Sumenep, 24/8 (Media Madura) – Ketua Komisi II DPRD Kabupaten Sumenep, Madura, Jawa Timur, Nurus Salam mengaku ikut prihatin dengan nasib buruh musiman PT Garam di Desa Gersik Putih, Kecamatan Gapura yang sudah lama tidak dipekerjakan.

Untuk itu, dia berjanji dalam waktu dekat akan segera memanggil menejemen PT Garam. Tujuannya, untuk meminta klarifikasi dan keterangan terkait tidak dipekerjakannya puluhan buruh musiman di Kecamatan Gapura tersebut. 

“Pasti kami akan segera memanggil PT Garam untuk minta klarifikasi, karena ini menyangkut nasib buruh, saya pribadi sangat pruhatin dengan informasi ini,” ujar Nurus Salam, Rabu(24/8/2017).

Namun demikian, politisi Gerindra ini mengatakan, pihaknya selaku Komisi yang membidangi soal Ekonomi ini akan terlebih dahulu berkoordinasi dengan PT Garam, karena PT Garam merupakan perusahan dengan status Badan Usaha Milik Negara (BUMN).

“Kalau misalnya PT Garam tidak bisa datang kesini (Komisi II DPRD Sumenep), maka kami yang akan mendatangi Kantor PT Garam untuk minta penjelasan,” jelasnya.

Namun sebelum itu ia berharap, agar perusahaan milik negara tersebut agar bersikap fair, serta lebih memprioritaskan para buruh yang berasal dari daerah sekitar pegaraman. 

“Ya supaya dengan adanya pegaraman disitu dapat menunjang ekonomi masyarakat sekitar, syukur-syukur dapat mengurangi angka pengangguran,” ucapnya.

Tetapi, pihaknya tidak kemudian hendak memaksa PT Garam untuk merekrut tenaga kerja secara berlebihan. Karena rekrutmen tenaga kerja memang harus disesuaikan dengan kebutuhan dan kemampuan keuangan perusahaan.

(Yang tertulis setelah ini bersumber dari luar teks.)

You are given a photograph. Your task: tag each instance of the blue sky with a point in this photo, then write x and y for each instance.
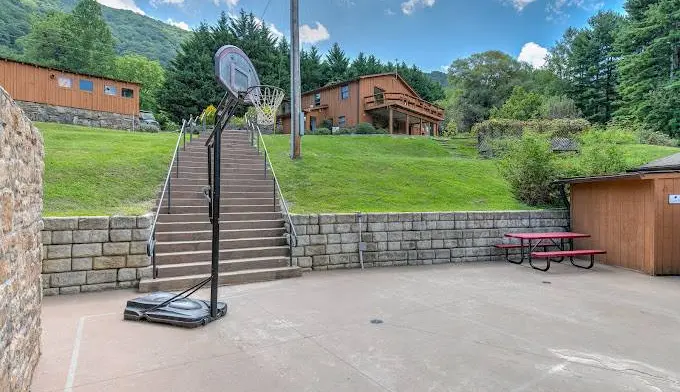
(429, 33)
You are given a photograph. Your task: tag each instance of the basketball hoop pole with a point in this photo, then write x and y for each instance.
(296, 119)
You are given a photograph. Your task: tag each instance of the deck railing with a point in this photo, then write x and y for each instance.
(406, 101)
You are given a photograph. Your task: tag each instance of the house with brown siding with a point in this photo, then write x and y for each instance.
(54, 95)
(383, 100)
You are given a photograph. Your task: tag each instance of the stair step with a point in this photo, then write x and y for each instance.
(227, 243)
(204, 267)
(206, 235)
(229, 216)
(205, 225)
(225, 254)
(179, 210)
(226, 278)
(225, 200)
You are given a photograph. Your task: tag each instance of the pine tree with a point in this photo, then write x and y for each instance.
(650, 65)
(337, 64)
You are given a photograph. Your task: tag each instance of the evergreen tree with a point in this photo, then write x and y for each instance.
(337, 64)
(650, 65)
(312, 69)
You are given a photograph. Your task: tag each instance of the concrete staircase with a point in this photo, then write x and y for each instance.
(253, 244)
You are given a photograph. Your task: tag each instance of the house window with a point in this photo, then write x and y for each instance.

“Kami hanya menghimbau, persoalan ini diselesaikan dengan baik antara pihak PT Garam dengan para buruh yang belum dipekerjakan lagi,” tukasnya.

Sebelumnya, Kepala Pegaraman IV PT Garam Gersik Putih, Mohammad Awiyanto saat dikonfirmasi menyatakan, pemanggilan tenaga musiman di perusahaan memang tidak keseluruhan, melainkan dilakukan dengan bertahap disesuaikan dengan kebutuhan. 

Dia mengkalim, pekerja musiman yang dipekerjakan saat ini sudah mencapai 90 persen dari total tenaga musim kurang lebih 300 orang.

”Jadi, paling sekitar 10 persen saja yang belum dipanggil. Karena pada prinsipnya, bagaimanba PT Garam ingin banyak produksi dengan biaya minim. Jadi memang tidak semua pekerja langsung dipanggil keseluruhan,” ungkapnya.

Tentang indikasi pemanggilan terkesan tak fair, Awiyanto memastikan, dirinya tidak tebang pilih atau memprioritaskan pekerja tertentu untuk dipanggil lebih awal. 

Dia berasalan dari sisi personal tenaga musiman, Pimpinan Perusahaan tidak mengetahui, melainkan diserahkan pada Seksi Tekhnis di PT Garam.

”Kami sebagai Kepala Pegaraman hanya menekan dari sisi jumlah, sedangkan personalnya itu didasarkan pada usulan Seksi yang menangani,” kilahnya.